Batman: Arkham Asylum (PC)
But... but... I am BATMAN. I cannot have my abilities taken away, surely? If you're a pirate, yes, you'll lose the ability to Bat Glide. Since there's parts of the game where you HAVE to glide to survive, you'll only get so far before you hit a brick wall. And the best bit? Someone posted on a forum about the problem they were having, only to be told outright, "It's not a bug in the program code, it's a bug in YOUR moral code". Awesome.

This one I'd really like to see. Apparently, a new technology called "FADE" was introduced, which basically SLOWLY broke the game. It started messing with the camera, and lowering your weapon's accuracy and power, until eventually they were as useless as pea-shooters. And finally, you get a message, "Original Discs don't FADE". It sounds pretty cool.

Serious Sam 3: BFE (PC)
I have to take my hat off to this one, this is brilliance. And again, this is one I want to EXPERIENCE. The game plays as normal... for about 30 seconds. Just after you collect your first gun, you run into what is now known as the "DRM Scorpion".

This guy looks mean, and is armed with tough claws and twin machine guns. He's fast, too, about 5 times as fast as you. Basically, there's no escape from him, so maybe you should face him head on and kill him before he kills you...

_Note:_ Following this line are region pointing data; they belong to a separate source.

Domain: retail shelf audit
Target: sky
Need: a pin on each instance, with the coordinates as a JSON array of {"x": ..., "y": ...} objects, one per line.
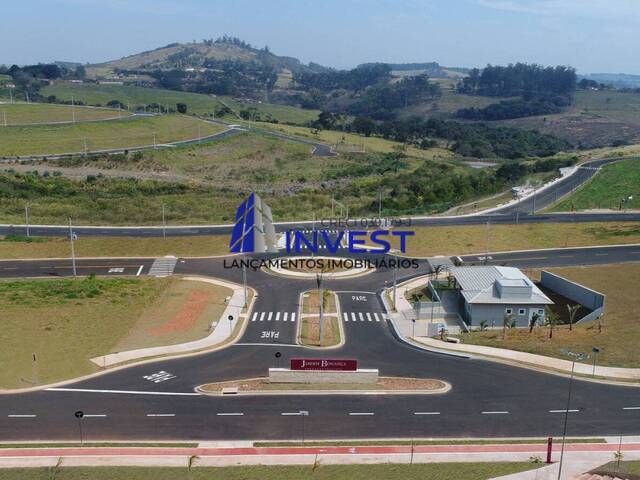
[{"x": 593, "y": 36}]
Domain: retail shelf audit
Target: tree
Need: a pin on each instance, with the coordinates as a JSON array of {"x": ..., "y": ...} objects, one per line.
[
  {"x": 573, "y": 311},
  {"x": 534, "y": 320},
  {"x": 552, "y": 320}
]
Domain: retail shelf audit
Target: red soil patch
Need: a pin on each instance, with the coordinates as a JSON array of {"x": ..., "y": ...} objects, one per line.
[{"x": 187, "y": 316}]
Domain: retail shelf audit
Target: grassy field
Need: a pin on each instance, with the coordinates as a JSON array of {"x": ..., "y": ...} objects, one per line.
[
  {"x": 93, "y": 94},
  {"x": 49, "y": 139},
  {"x": 67, "y": 322},
  {"x": 432, "y": 471},
  {"x": 427, "y": 241},
  {"x": 620, "y": 334},
  {"x": 613, "y": 184},
  {"x": 25, "y": 113},
  {"x": 43, "y": 247},
  {"x": 631, "y": 467},
  {"x": 595, "y": 119},
  {"x": 366, "y": 144},
  {"x": 472, "y": 239}
]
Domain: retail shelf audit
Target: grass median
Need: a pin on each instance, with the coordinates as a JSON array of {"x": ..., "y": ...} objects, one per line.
[
  {"x": 52, "y": 328},
  {"x": 310, "y": 320},
  {"x": 432, "y": 471}
]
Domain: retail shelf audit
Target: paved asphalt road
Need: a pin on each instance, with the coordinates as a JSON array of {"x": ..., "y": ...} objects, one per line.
[{"x": 487, "y": 399}]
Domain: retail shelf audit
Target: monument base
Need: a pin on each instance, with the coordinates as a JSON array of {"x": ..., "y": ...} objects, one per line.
[{"x": 285, "y": 375}]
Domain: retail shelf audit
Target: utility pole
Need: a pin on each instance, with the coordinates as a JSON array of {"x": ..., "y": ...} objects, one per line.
[
  {"x": 164, "y": 225},
  {"x": 321, "y": 303},
  {"x": 486, "y": 247},
  {"x": 73, "y": 252},
  {"x": 395, "y": 281},
  {"x": 26, "y": 217},
  {"x": 244, "y": 282}
]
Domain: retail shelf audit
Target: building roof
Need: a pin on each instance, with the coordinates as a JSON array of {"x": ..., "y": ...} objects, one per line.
[{"x": 498, "y": 285}]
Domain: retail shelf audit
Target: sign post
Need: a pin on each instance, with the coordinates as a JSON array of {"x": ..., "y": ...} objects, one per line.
[
  {"x": 79, "y": 414},
  {"x": 323, "y": 364}
]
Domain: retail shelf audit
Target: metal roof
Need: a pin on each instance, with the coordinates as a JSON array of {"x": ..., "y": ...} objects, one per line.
[{"x": 479, "y": 285}]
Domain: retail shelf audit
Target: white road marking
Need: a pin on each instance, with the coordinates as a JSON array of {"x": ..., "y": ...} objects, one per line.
[{"x": 127, "y": 392}]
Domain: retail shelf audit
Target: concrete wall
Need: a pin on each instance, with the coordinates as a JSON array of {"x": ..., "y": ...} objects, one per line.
[
  {"x": 284, "y": 375},
  {"x": 586, "y": 297}
]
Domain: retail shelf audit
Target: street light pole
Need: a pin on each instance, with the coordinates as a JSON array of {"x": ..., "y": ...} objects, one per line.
[
  {"x": 73, "y": 252},
  {"x": 26, "y": 217},
  {"x": 574, "y": 357}
]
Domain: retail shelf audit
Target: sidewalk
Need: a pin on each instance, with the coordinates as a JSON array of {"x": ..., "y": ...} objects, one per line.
[
  {"x": 578, "y": 458},
  {"x": 221, "y": 331},
  {"x": 529, "y": 360}
]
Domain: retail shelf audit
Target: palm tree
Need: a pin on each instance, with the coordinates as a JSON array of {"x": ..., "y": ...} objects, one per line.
[
  {"x": 552, "y": 320},
  {"x": 533, "y": 322},
  {"x": 573, "y": 311},
  {"x": 506, "y": 321}
]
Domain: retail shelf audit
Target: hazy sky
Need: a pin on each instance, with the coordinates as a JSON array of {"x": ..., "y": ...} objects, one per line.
[{"x": 591, "y": 35}]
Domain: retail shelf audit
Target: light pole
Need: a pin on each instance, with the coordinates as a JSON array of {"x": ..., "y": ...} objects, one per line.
[
  {"x": 73, "y": 252},
  {"x": 321, "y": 304},
  {"x": 26, "y": 217},
  {"x": 595, "y": 351},
  {"x": 575, "y": 357}
]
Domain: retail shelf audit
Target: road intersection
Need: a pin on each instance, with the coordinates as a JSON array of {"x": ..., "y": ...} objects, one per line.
[{"x": 157, "y": 400}]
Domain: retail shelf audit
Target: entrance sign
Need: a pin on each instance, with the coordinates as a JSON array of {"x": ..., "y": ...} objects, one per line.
[{"x": 324, "y": 364}]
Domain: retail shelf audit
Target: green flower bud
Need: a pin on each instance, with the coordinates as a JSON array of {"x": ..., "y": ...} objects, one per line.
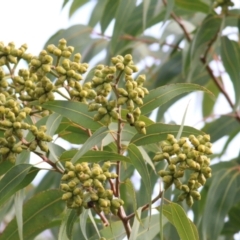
[
  {"x": 159, "y": 157},
  {"x": 122, "y": 100},
  {"x": 4, "y": 150},
  {"x": 185, "y": 188},
  {"x": 130, "y": 105},
  {"x": 189, "y": 200},
  {"x": 120, "y": 66},
  {"x": 178, "y": 174},
  {"x": 130, "y": 118},
  {"x": 114, "y": 115},
  {"x": 195, "y": 194},
  {"x": 177, "y": 183},
  {"x": 66, "y": 53},
  {"x": 6, "y": 123},
  {"x": 182, "y": 196},
  {"x": 17, "y": 149},
  {"x": 138, "y": 101},
  {"x": 66, "y": 196},
  {"x": 65, "y": 187}
]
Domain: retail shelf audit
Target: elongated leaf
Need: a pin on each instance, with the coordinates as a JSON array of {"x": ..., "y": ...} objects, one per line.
[
  {"x": 223, "y": 126},
  {"x": 39, "y": 213},
  {"x": 161, "y": 95},
  {"x": 66, "y": 228},
  {"x": 15, "y": 179},
  {"x": 94, "y": 156},
  {"x": 83, "y": 222},
  {"x": 74, "y": 111},
  {"x": 93, "y": 223},
  {"x": 158, "y": 132},
  {"x": 232, "y": 226},
  {"x": 95, "y": 139},
  {"x": 219, "y": 200},
  {"x": 196, "y": 5},
  {"x": 177, "y": 216},
  {"x": 18, "y": 201},
  {"x": 136, "y": 224},
  {"x": 148, "y": 230},
  {"x": 140, "y": 165},
  {"x": 131, "y": 193},
  {"x": 206, "y": 32},
  {"x": 5, "y": 166},
  {"x": 146, "y": 4},
  {"x": 230, "y": 54}
]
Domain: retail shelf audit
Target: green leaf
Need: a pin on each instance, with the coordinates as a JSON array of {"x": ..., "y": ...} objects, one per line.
[
  {"x": 74, "y": 111},
  {"x": 83, "y": 222},
  {"x": 76, "y": 4},
  {"x": 220, "y": 199},
  {"x": 66, "y": 228},
  {"x": 208, "y": 103},
  {"x": 15, "y": 179},
  {"x": 18, "y": 201},
  {"x": 232, "y": 226},
  {"x": 196, "y": 5},
  {"x": 131, "y": 193},
  {"x": 230, "y": 54},
  {"x": 136, "y": 224},
  {"x": 39, "y": 213},
  {"x": 95, "y": 139},
  {"x": 146, "y": 4},
  {"x": 161, "y": 95},
  {"x": 94, "y": 156},
  {"x": 225, "y": 126},
  {"x": 177, "y": 216},
  {"x": 108, "y": 14},
  {"x": 205, "y": 33},
  {"x": 140, "y": 165},
  {"x": 5, "y": 166},
  {"x": 158, "y": 132}
]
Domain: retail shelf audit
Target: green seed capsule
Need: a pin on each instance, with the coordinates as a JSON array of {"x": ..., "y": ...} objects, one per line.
[{"x": 66, "y": 196}]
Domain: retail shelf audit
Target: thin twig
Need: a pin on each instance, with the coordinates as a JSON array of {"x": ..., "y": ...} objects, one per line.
[{"x": 146, "y": 206}]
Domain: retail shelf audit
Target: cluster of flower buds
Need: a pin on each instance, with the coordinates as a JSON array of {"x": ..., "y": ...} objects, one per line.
[
  {"x": 133, "y": 93},
  {"x": 186, "y": 154},
  {"x": 84, "y": 186},
  {"x": 35, "y": 83},
  {"x": 102, "y": 83},
  {"x": 12, "y": 122},
  {"x": 9, "y": 55}
]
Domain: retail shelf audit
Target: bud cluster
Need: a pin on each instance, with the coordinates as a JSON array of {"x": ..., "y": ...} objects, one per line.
[
  {"x": 12, "y": 122},
  {"x": 131, "y": 95},
  {"x": 84, "y": 185},
  {"x": 186, "y": 154}
]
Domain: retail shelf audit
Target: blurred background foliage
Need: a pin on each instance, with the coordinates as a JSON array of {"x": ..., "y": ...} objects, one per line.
[{"x": 171, "y": 41}]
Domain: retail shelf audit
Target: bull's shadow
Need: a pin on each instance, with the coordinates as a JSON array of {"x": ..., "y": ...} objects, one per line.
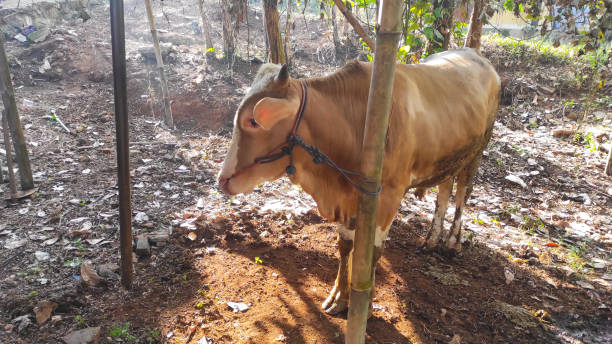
[{"x": 427, "y": 298}]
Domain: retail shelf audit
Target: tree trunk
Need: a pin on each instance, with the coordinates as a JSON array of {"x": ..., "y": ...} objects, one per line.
[
  {"x": 277, "y": 54},
  {"x": 355, "y": 24},
  {"x": 14, "y": 123},
  {"x": 228, "y": 30},
  {"x": 206, "y": 29},
  {"x": 168, "y": 121},
  {"x": 373, "y": 148},
  {"x": 288, "y": 27},
  {"x": 443, "y": 24},
  {"x": 335, "y": 36},
  {"x": 472, "y": 40}
]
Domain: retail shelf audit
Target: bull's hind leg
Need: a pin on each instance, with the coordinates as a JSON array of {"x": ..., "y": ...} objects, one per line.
[
  {"x": 464, "y": 189},
  {"x": 337, "y": 301},
  {"x": 444, "y": 191}
]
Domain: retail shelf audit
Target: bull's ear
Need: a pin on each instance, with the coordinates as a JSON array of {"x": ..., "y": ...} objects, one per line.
[
  {"x": 269, "y": 111},
  {"x": 283, "y": 76}
]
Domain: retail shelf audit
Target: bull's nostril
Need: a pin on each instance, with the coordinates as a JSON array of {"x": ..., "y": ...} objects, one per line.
[{"x": 223, "y": 181}]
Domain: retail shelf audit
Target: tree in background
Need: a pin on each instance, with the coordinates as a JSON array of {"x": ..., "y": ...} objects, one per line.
[
  {"x": 206, "y": 29},
  {"x": 233, "y": 13},
  {"x": 472, "y": 39},
  {"x": 276, "y": 53},
  {"x": 443, "y": 20}
]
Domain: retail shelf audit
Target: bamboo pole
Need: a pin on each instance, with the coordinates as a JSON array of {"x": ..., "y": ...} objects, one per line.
[
  {"x": 377, "y": 119},
  {"x": 123, "y": 142},
  {"x": 472, "y": 39},
  {"x": 355, "y": 24},
  {"x": 168, "y": 121},
  {"x": 14, "y": 123},
  {"x": 9, "y": 156},
  {"x": 206, "y": 30}
]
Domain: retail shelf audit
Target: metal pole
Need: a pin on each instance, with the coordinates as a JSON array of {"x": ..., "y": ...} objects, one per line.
[
  {"x": 373, "y": 148},
  {"x": 14, "y": 124},
  {"x": 123, "y": 141}
]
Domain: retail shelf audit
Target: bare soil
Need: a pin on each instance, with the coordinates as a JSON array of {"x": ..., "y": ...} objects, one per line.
[{"x": 270, "y": 250}]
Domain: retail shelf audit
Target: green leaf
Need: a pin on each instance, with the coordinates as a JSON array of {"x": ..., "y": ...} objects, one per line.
[{"x": 438, "y": 34}]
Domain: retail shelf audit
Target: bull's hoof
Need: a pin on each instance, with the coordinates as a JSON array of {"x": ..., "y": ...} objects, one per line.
[
  {"x": 428, "y": 246},
  {"x": 452, "y": 247},
  {"x": 335, "y": 303},
  {"x": 451, "y": 251}
]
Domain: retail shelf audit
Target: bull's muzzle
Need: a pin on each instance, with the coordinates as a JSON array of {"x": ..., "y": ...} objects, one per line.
[{"x": 223, "y": 183}]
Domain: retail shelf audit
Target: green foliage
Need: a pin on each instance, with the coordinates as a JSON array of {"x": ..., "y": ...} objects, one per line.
[
  {"x": 80, "y": 320},
  {"x": 587, "y": 140},
  {"x": 119, "y": 331},
  {"x": 153, "y": 336}
]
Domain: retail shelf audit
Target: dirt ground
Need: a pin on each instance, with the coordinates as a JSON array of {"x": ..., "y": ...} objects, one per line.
[{"x": 536, "y": 265}]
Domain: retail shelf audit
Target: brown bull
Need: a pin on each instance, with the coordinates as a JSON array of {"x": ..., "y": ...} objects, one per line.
[{"x": 441, "y": 118}]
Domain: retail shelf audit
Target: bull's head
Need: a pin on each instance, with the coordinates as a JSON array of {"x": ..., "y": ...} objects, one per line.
[{"x": 262, "y": 122}]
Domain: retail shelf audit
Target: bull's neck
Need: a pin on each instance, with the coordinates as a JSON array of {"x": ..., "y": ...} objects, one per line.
[{"x": 333, "y": 123}]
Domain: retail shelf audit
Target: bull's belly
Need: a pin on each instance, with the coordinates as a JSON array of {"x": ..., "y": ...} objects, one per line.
[{"x": 446, "y": 167}]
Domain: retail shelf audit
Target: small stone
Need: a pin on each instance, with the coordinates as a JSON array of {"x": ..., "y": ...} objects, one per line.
[
  {"x": 141, "y": 217},
  {"x": 23, "y": 322},
  {"x": 585, "y": 285},
  {"x": 159, "y": 238},
  {"x": 143, "y": 248},
  {"x": 89, "y": 275},
  {"x": 516, "y": 180},
  {"x": 39, "y": 35},
  {"x": 41, "y": 256},
  {"x": 43, "y": 311},
  {"x": 85, "y": 336},
  {"x": 238, "y": 306}
]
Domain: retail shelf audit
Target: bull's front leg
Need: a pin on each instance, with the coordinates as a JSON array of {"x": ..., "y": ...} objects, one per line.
[{"x": 338, "y": 298}]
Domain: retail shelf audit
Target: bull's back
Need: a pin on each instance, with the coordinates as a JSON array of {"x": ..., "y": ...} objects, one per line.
[{"x": 442, "y": 112}]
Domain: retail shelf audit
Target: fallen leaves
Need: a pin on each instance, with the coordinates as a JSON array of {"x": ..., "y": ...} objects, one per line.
[{"x": 43, "y": 311}]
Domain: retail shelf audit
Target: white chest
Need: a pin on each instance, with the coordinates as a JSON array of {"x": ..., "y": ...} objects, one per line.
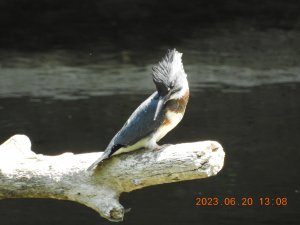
[{"x": 173, "y": 119}]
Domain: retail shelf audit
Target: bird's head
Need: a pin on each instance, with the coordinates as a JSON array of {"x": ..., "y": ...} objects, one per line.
[{"x": 169, "y": 78}]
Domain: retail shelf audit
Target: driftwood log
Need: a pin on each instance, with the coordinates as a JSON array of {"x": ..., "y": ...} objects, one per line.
[{"x": 24, "y": 174}]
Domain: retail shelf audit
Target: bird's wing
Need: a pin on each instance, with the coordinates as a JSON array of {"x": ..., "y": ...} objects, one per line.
[{"x": 140, "y": 124}]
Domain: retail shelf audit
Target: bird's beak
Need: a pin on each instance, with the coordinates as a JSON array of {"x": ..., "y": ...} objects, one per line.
[{"x": 160, "y": 104}]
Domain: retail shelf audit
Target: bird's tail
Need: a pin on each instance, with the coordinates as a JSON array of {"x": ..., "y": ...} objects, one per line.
[{"x": 104, "y": 155}]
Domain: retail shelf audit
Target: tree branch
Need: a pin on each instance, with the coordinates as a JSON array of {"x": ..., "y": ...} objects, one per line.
[{"x": 24, "y": 174}]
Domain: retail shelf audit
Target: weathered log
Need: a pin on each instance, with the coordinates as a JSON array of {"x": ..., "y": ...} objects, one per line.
[{"x": 24, "y": 174}]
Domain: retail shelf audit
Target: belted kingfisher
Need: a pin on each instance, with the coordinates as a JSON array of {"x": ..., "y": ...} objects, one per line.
[{"x": 158, "y": 114}]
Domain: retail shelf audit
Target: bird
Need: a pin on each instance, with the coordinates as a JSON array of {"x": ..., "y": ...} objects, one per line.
[{"x": 158, "y": 114}]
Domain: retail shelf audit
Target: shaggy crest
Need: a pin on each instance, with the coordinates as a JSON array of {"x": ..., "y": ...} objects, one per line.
[{"x": 167, "y": 71}]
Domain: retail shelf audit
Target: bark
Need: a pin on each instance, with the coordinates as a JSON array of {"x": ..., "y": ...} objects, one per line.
[{"x": 24, "y": 174}]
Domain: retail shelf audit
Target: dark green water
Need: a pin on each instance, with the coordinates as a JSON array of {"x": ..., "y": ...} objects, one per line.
[{"x": 71, "y": 74}]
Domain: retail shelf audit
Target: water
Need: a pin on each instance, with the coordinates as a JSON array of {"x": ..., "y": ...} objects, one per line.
[{"x": 245, "y": 89}]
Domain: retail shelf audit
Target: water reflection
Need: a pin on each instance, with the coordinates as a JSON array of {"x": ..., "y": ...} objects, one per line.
[{"x": 246, "y": 100}]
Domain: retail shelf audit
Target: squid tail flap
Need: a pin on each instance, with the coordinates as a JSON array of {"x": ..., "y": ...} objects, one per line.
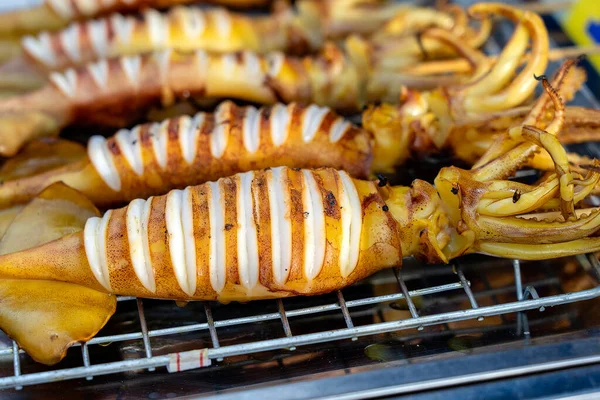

Nope, that doesn't seem to work. Maybe a game of cat and mouse, in and out of cover, get as many hits in as you can?

Maybe you should stop wasting your time, pirate. The DRM Scorpion is immortal. He will persist in chasing you until he kills you. Although apparently you can get through the first couple of levels, the difficulty curve isn't just steep, it's vertical.

Don't worry, though. Even the best gameplayers will get stuck when the second protection system kicks in... all of a sudden you'll look up to the sky and start spinning on the spot. Meanwhile, any bad guys in the area will take this oppurtunity to kill you.

Is that the last of the protection systems? Maybe... maybe not. But the Scorpion alone sounds too awesome to miss. The regrettable thing is that it's tempting for even a non-pirate to pirate the game just to see it. This must be one of the rare occasions where the pirates get more content than the people who hand their money over for a legitimate copy. Maybe not such a wise move?